Un día, los profetas le dijeron a Eliseo:
—Mira, el lugar donde vivimos contigo es demasiado pequeño para nosotros. Déjanos ir al río Jordán, allí tomaremos troncos y nos haremos una casa.
Eliseo les contestó:
—Está bien. Vayan.
Entonces uno de los profetas le dijo:
—Ven con nosotros, por favor.
Él contestó:
—Está bien, iré.
Así que Eliseo los acompañó, y cuando llegaron al río Jordán cortaron algunos árboles. Mientras uno de los profetas estaba cortando un tronco, se le cayó el hacha al río. Entonces le gritó a Eliseo:
—¡Maestro! ¡Esa hacha no es mía, me la prestaron!
Eliseo preguntó:
—¿Dónde cayó?
Cuando le mostró el lugar donde había caído el hacha, Eliseo cortó un palo y lo arrojó allí, haciendo que el hacha flotara, y dijo:
—¡Sácala!
El profeta extendió la mano y tomó el hacha.
Cierta vez, el rey de Siria, que estaba en guerra con Israel, reunió a sus oficiales y les indicó en qué lugares planeaba acampar.
Pero Eliseo le mandó a decir al rey de Israel dónde iba a acampar el rey de Siria, para que no pasara por allí. Así que el rey de Israel envió a su ejército al lugar que le había indicado Eliseo, y así se salvó en varias oportunidades.

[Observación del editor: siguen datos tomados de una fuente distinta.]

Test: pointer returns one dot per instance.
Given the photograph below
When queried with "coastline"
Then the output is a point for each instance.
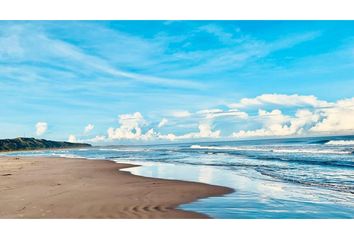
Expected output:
(48, 187)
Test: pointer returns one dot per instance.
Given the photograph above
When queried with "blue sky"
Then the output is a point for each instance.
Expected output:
(148, 81)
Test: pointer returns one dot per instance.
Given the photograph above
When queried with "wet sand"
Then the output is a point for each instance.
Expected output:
(39, 187)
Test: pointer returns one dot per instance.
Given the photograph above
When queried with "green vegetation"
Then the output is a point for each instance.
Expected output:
(18, 144)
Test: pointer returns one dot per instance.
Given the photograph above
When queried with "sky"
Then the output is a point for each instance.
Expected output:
(131, 82)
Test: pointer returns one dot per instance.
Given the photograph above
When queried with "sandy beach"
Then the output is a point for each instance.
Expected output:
(39, 187)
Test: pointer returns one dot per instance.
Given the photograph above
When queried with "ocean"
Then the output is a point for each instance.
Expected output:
(278, 178)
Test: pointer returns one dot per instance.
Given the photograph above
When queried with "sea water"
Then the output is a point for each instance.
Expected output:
(279, 178)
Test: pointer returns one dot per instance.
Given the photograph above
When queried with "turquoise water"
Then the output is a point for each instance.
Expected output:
(284, 178)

El rey de Siria estaba muy confundido por lo que pasaba. Llamó a sus oficiales y les dijo:
—¿Quién de los nuestros está a favor del rey de Israel? ¿Quién le informa lo que pensamos hacer?
Uno de sus oficiales contestó:
—Ninguno, Majestad. ¡El profeta de Israel, Eliseo, le informa al rey aun lo que usted habla en lo más privado de su habitación!
Entonces el rey de Siria ordenó:
—Vayan y averigüen dónde está Eliseo, para mandar a capturarlo.
Cuando le avisaron al rey que Eliseo estaba en Dotán, envió allí carros, caballos y un gran ejército. Llegaron de noche y rodearon el pueblo.
A la mañana siguiente, el sirviente del profeta se despertó temprano. Cuando salió afuera y vio un ejército con carros y caballos que rodeaba la ciudad, le dijo a Eliseo:
—¡Maestro! ¿Qué vamos a hacer?
Eliseo le respondió:
—No tengas miedo. ¡Son más los que están con nosotros que los que están con ellos!
Luego Eliseo oró y dijo: «Dios, te ruego que lo ayudes a darse cuenta de lo que sucede». Entonces Dios ayudó al sirviente, y este vio que la montaña estaba llena de caballos y carros de fuego que rodeaban a Eliseo.
Cuando los sirios ya se acercaban para atacar a Eliseo, este oró a Dios diciendo: «Te ruego que esta gente se quede ciega». Y todos los soldados de Siria se quedaron ciegos, tal como Eliseo le había pedido a Dios. Entonces Eliseo les dijo: «Este no es el camino, ni esta es la ciudad que ustedes buscan. Síganme y los llevaré a donde está el hombre que buscan».
Eliseo los llevó a Samaria, y tan pronto como entraron allí, Eliseo oró: «Dios, devuélveles la vista». Entonces Dios les devolvió la vista, y ellos se dieron cuenta de que estaban en plena ciudad de Samaria.
Cuando el rey de Israel vio al ejército de Siria, le preguntó a Eliseo:
—Señor, ¿los mato? ¿Los mato a todos?
Eliseo contestó:
—No los mates. No se debe matar a los prisioneros de guerra. Dales pan para comer y agua para beber, y déjalos regresar a donde está su jefe.
Entonces el rey preparó una gran fiesta para ellos. Después que comieron y bebieron, los despidió; entonces ellos volvieron a donde estaba su jefe. A partir de ese día, los sirios no molestaron más a los israelitas.
Tiempo después, Ben-hadad, rey de Siria, reunió a todo su ejército y rodeó a la ciudad de Samaria para atacarla. Nadie podía entrar ni salir, y los alimentos se acabaron. Debido a eso, hubo mucha hambre en Samaria, tanta que la cabeza de un burro se vendía en ochenta monedas de plata, y un cuarto de litro de estiércol de paloma se vendía en cinco monedas de plata.